Reported by Judson Lester, May 27, 2011
Steps to reproduce the problem: 1. Add a print statement to your rcfile "print('hello out there') 2. Start usher such that that rcfile will load 3. Attempt to sync with usher Expected result: Ideally: usher forks monotone and sync begins. Less ideally: usher reports somewhere, anywhere that the output "hello out there" is not the expected "beginning service" Actual result: "Received warning from usher: Cannot fork server." This is caused by server::fork checking only the first line for 'beginning service' based on the commented assumption that otherwise monotone's stderr is reporting that it failed to launch. A side effect of this is that adding -v to the monotone args will also silently crash Usher.
Comment 1 by Richard Levitte, Jun 1, 2011
This issue has really been around for some time, just not addressed before now. I just has a look at the code, and I believe it should be possible to remove all the code that looks for "beginning service", and instead add some code in server::connect that loops around sock::connect as long as the monotone server that was just forked is still up.
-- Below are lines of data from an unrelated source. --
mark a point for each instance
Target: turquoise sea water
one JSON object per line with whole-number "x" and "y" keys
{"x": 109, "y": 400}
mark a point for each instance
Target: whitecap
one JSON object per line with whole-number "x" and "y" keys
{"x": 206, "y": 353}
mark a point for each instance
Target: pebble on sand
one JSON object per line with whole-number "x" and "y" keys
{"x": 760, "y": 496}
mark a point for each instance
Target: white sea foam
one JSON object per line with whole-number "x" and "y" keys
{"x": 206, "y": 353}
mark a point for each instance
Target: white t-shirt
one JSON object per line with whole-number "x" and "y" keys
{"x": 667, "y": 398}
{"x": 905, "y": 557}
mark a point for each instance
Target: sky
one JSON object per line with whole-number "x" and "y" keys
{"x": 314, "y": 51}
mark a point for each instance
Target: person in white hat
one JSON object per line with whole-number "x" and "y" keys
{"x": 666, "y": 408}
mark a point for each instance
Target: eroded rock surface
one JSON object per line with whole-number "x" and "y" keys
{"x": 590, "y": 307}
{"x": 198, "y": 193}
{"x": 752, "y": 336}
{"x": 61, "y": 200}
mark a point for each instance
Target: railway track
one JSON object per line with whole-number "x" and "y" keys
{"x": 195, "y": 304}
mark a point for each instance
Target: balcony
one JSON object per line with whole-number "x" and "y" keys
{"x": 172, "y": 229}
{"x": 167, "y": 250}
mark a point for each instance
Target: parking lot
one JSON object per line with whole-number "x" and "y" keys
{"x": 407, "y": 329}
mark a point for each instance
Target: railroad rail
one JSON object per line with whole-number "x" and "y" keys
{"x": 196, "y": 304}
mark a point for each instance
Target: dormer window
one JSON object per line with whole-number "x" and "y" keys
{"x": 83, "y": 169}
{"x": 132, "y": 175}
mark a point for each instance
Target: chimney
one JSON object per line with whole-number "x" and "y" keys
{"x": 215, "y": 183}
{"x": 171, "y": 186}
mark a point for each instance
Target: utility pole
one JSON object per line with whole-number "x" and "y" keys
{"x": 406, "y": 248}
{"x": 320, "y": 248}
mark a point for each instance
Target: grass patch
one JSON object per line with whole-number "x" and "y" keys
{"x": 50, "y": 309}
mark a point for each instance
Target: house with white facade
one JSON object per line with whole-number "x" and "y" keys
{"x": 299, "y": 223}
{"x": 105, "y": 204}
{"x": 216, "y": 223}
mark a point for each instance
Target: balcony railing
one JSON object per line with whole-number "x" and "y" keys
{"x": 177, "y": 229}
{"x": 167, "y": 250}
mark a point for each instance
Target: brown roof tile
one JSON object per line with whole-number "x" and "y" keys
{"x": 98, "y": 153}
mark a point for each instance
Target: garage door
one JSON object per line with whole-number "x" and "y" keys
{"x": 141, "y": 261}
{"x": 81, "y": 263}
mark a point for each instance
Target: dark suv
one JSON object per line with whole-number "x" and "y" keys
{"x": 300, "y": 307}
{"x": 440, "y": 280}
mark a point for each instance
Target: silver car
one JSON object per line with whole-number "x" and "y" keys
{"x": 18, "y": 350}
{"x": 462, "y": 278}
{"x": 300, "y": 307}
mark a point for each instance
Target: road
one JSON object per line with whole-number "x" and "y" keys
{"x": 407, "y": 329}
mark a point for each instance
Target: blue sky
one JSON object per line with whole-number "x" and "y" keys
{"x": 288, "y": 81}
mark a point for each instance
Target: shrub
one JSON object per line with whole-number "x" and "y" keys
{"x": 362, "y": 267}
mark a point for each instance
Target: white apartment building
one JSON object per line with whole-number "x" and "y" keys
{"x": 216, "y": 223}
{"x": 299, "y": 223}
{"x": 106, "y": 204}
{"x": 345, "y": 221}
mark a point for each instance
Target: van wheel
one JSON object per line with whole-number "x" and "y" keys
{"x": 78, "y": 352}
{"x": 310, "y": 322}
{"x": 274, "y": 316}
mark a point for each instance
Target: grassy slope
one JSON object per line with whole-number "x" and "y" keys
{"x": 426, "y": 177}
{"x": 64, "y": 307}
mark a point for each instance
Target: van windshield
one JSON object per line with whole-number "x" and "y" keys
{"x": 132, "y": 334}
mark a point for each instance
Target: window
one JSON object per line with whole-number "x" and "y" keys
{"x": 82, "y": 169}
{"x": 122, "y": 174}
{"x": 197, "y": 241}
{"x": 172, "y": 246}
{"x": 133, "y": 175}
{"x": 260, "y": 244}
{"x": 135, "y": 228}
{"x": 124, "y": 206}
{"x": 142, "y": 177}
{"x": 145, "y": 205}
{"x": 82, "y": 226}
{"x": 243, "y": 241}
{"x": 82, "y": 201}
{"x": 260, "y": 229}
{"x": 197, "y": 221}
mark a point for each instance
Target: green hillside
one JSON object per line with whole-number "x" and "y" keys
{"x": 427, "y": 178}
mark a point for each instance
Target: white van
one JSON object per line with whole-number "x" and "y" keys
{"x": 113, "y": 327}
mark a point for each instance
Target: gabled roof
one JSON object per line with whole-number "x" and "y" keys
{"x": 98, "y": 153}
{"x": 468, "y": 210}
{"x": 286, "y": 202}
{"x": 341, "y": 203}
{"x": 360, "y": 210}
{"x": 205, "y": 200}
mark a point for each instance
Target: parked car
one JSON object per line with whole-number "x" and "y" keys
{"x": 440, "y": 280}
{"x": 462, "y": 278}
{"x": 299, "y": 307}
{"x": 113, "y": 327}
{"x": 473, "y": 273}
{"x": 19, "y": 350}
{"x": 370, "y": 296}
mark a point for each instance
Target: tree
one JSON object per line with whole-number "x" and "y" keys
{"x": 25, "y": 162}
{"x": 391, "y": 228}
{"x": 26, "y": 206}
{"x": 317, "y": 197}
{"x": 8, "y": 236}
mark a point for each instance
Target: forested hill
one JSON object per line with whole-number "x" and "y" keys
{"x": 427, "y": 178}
Something like that... I'll experiment a bit and see what I can come up with.
Comment 2 by Richard Levitte, Jun 1, 2011
I'd suggest trying on revision 1336ca3b4c1b316eeeec33f333f7506dcc40a858 and see if that makes life better...
Comment 3 by Thomas Keller, Jun 5, 2011
This works fine for me with "-v" enabled, though I get a different problem here (not sure if this is related or not, it might also be something OSX specific): If I kill and start a specific server instance through the admin interface shortly after another, the admin interface hangs and usher issues two times Could not initialize admin port: cannot bind to address: Address already in use If I debug with gdb into usher, I only get back #0 0x00007fff85064e52 in select$DARWIN_EXTSN () #1 0x000000010001f157 in main (argc=2, argv=0x7fff5fbff730) at src/usher.cc:160 and if I continue and break a little later, I get #0 0x00007fff8509ee72 in accept () #1 0x000000010001e092 in sock::accept (this=<value temporarily unavailable, due to optimizations>) at src/sock.cc:52 #2 0x000000010001f565 in main (argc=2, argv=0x7fff5fbff730) at src/usher.cc:170 The temporary solution for me is now to add a little time frame between the stop and the restart. 2 seconds helped in my case.
Comment 4 by Richard Levitte, Jun 5, 2011
Thomas, that sounds like a different issue... what happens is that administrator::reload_conffile is called (it calls administrator::initialize, which gives you that error message), and as far as I can tell from the source, that only happens when usher gets a SIGHUP.